Hong Kong, Guangdong and Macau are going to work together to try to improve air quality in the Greater Pearl River Delta region.
The three governments said in a joint statement yesterday that they have agreed on a plan to reduce polluting emissions in the region by 2020.
That includes pushing vessels calling at ports in the delta to use cleaner fuel.
But doubts remain about action, with one group questioning progress to date.
It was in October 2009 that the governments set about compiling the Outline of the Plan for the Reform and Development of the Pearl River Delta (2008-2020).
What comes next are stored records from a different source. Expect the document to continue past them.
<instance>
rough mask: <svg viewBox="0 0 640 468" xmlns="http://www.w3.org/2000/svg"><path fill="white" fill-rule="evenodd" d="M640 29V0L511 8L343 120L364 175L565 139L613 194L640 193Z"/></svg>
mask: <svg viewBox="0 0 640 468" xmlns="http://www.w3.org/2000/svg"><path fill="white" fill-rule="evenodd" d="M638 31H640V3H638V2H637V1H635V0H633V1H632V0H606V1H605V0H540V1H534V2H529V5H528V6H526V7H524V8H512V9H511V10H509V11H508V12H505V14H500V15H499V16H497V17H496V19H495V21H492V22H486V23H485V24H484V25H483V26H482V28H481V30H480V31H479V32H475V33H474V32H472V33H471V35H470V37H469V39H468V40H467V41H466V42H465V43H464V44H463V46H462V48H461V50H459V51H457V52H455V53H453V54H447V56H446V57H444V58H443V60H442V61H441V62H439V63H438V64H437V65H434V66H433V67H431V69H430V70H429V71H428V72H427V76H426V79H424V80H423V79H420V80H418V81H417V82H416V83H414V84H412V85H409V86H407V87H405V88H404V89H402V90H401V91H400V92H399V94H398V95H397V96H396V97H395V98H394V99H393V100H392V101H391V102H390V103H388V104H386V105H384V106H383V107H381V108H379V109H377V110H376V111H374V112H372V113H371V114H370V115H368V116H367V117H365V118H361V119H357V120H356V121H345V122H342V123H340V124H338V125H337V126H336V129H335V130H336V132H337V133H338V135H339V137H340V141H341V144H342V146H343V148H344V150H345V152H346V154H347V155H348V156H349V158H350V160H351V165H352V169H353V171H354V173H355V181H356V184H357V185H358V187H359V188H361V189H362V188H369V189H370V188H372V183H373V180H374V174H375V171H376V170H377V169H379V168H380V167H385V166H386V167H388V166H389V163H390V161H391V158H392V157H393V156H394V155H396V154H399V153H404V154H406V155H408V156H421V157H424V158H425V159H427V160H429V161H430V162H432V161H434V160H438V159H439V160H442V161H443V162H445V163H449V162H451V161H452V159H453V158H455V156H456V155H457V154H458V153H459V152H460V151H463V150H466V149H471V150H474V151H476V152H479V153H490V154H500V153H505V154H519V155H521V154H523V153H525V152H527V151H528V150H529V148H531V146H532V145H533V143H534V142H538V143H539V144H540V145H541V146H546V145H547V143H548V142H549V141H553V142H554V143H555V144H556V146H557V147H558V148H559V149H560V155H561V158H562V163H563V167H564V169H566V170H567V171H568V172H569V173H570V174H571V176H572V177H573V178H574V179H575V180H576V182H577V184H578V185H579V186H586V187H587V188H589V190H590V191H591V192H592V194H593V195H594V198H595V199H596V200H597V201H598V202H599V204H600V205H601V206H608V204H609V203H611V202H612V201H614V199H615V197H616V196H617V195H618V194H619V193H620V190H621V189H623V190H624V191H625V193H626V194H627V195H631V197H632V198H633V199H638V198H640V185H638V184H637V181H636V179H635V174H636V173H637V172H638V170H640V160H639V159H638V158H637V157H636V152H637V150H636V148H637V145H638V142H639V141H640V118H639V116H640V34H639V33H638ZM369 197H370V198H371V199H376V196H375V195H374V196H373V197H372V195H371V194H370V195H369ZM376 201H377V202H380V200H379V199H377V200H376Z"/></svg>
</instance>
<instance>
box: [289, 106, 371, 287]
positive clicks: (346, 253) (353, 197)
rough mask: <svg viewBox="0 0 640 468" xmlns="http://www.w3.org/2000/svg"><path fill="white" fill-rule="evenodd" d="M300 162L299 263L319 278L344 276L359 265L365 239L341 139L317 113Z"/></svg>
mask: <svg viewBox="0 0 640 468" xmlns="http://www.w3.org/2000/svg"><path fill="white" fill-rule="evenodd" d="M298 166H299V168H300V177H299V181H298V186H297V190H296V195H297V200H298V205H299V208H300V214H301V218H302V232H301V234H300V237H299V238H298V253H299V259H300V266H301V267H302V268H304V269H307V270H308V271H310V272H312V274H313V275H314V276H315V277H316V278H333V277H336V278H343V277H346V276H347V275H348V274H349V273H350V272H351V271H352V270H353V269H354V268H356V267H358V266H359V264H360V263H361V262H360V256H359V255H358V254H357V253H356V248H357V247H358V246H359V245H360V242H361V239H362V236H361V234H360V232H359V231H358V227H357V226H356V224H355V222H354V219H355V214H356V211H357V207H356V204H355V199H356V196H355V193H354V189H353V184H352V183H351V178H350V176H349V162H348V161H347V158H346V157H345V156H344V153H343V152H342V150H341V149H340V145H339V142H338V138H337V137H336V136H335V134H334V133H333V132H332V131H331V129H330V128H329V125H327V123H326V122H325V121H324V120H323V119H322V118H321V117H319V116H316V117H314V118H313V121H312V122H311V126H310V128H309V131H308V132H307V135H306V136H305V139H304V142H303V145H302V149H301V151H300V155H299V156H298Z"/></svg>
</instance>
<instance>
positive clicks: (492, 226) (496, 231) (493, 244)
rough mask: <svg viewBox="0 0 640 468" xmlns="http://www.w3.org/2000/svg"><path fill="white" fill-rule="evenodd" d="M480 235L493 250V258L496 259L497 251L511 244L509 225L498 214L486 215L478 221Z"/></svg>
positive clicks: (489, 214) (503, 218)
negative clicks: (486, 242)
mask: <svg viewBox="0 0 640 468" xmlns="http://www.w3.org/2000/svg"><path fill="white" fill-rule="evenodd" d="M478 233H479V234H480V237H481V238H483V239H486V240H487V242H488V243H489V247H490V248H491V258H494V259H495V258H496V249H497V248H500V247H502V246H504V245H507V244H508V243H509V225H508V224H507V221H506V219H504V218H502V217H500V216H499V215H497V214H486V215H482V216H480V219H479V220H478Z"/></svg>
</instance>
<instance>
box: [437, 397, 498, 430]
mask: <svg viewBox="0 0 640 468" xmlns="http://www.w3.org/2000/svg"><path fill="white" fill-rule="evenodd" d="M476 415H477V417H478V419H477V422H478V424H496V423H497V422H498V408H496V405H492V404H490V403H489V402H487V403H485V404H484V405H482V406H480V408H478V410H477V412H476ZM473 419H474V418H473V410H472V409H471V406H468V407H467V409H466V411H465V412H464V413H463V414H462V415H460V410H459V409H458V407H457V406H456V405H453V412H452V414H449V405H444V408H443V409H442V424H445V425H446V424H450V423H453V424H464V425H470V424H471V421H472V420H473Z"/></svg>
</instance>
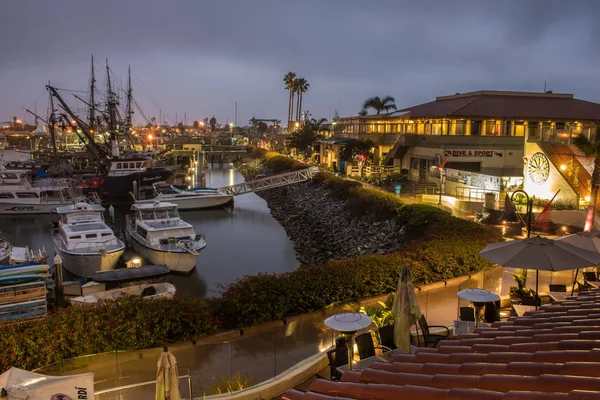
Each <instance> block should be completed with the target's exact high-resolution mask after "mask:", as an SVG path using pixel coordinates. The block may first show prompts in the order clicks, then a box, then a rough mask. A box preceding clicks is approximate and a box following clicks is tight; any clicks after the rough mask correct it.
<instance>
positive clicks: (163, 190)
mask: <svg viewBox="0 0 600 400" xmlns="http://www.w3.org/2000/svg"><path fill="white" fill-rule="evenodd" d="M152 188H153V192H154V193H153V198H152V199H150V200H142V201H164V202H168V203H173V204H176V205H177V208H178V209H179V210H198V209H202V208H211V207H221V206H224V205H226V204H229V203H231V202H232V201H233V196H232V195H228V194H225V193H220V192H218V191H217V190H214V189H206V190H202V191H189V190H181V189H178V188H176V187H175V186H173V185H169V184H154V185H152Z"/></svg>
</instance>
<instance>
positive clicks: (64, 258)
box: [55, 246, 125, 278]
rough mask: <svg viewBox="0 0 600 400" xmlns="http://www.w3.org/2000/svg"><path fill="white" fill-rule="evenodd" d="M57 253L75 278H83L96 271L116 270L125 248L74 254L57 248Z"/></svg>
mask: <svg viewBox="0 0 600 400" xmlns="http://www.w3.org/2000/svg"><path fill="white" fill-rule="evenodd" d="M55 248H56V252H57V253H58V254H60V257H61V258H62V261H63V267H64V268H65V269H66V270H67V271H69V272H70V273H72V274H73V275H75V276H79V277H82V278H89V277H91V276H92V275H93V274H94V272H96V271H108V270H111V269H115V266H116V265H117V262H118V261H119V258H121V255H122V254H123V252H124V251H125V248H124V247H123V248H120V249H118V250H113V251H107V252H104V253H87V254H74V253H70V252H67V251H65V250H62V249H60V248H59V247H58V246H55Z"/></svg>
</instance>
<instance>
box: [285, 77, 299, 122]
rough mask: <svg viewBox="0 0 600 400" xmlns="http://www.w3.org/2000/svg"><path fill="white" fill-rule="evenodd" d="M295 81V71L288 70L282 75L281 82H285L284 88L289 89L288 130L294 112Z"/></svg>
mask: <svg viewBox="0 0 600 400" xmlns="http://www.w3.org/2000/svg"><path fill="white" fill-rule="evenodd" d="M295 82H296V73H295V72H288V73H287V74H285V76H284V77H283V83H285V90H289V91H290V99H289V103H288V132H289V130H290V125H291V124H292V115H293V114H294V90H295V89H294V84H295Z"/></svg>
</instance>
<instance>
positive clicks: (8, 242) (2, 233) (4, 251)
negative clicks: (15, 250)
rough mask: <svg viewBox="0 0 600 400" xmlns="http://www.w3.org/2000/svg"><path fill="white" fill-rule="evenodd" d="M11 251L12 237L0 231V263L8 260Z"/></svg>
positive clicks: (7, 261)
mask: <svg viewBox="0 0 600 400" xmlns="http://www.w3.org/2000/svg"><path fill="white" fill-rule="evenodd" d="M11 252H12V238H11V237H10V236H9V235H7V234H5V233H2V232H0V265H2V264H6V263H8V262H9V259H10V254H11Z"/></svg>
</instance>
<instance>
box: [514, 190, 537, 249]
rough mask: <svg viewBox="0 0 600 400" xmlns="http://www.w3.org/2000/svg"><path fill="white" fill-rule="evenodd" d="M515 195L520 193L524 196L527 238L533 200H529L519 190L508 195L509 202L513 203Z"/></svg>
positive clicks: (521, 190) (532, 199) (531, 212)
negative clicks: (509, 194)
mask: <svg viewBox="0 0 600 400" xmlns="http://www.w3.org/2000/svg"><path fill="white" fill-rule="evenodd" d="M517 193H521V194H522V195H523V196H525V200H526V203H525V204H526V206H525V215H526V216H527V238H530V237H531V218H532V214H533V199H530V198H529V195H528V194H527V193H526V192H525V191H524V190H521V189H518V190H515V191H514V192H513V193H512V194H511V195H510V201H511V202H513V198H514V197H515V195H516V194H517Z"/></svg>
That was followed last September by three-month public consultations on their initial proposals.
The plan covers long-term co- operation in five major areas: environment and ecology, low-carbon development, culture and social activities, spatial planning and green transportation systems.
It also recommends strengthening regional cooperation on emission- reduction controls.
The grand plan goes on to suggest the joint promotion of low-carbon development by cooperating on a regional basis to combat climate change.
Kitty Poon Kit, undersecretary for the environment, pointed out yesterday this is the first plan compiled jointly by Hong Kong, Guangdong and Macau, that aims to enhance the delta region's competitiveness and attractiveness.
"The first regional plan jointly puts forward the vision of transforming the Greater PRD region into a low-carbon, high-technology and low-pollution city cluster of quality living," she said.
Clean Air Network campaign officer Jenny Wong said the 10th meeting of the Hong Kong-Guangdong Joint Working Group on Sustainable Development and Environmental Protection in 2009 saw a study of 2011-2022 emission reduction targets being introduced.
Targets were expected to be set by 2010, she said, yet that remains to be done. And there was no mention of the targets in the plan released yesterday.
Wong also said the Progress Report of Measures under the PRD Regional Air Quality Management Plan - released in January - stated that Hong Kong has already met the 2010 emission reduction targets.
But Hong Kong's air quality was far from achieving a standard that protected public health, she said.
"In other words, should the 2011-2020 emission reduction targets be based on the lax 2010 emission levels, the targets will have little efficacy in improving Hong Kong's current air quality situation."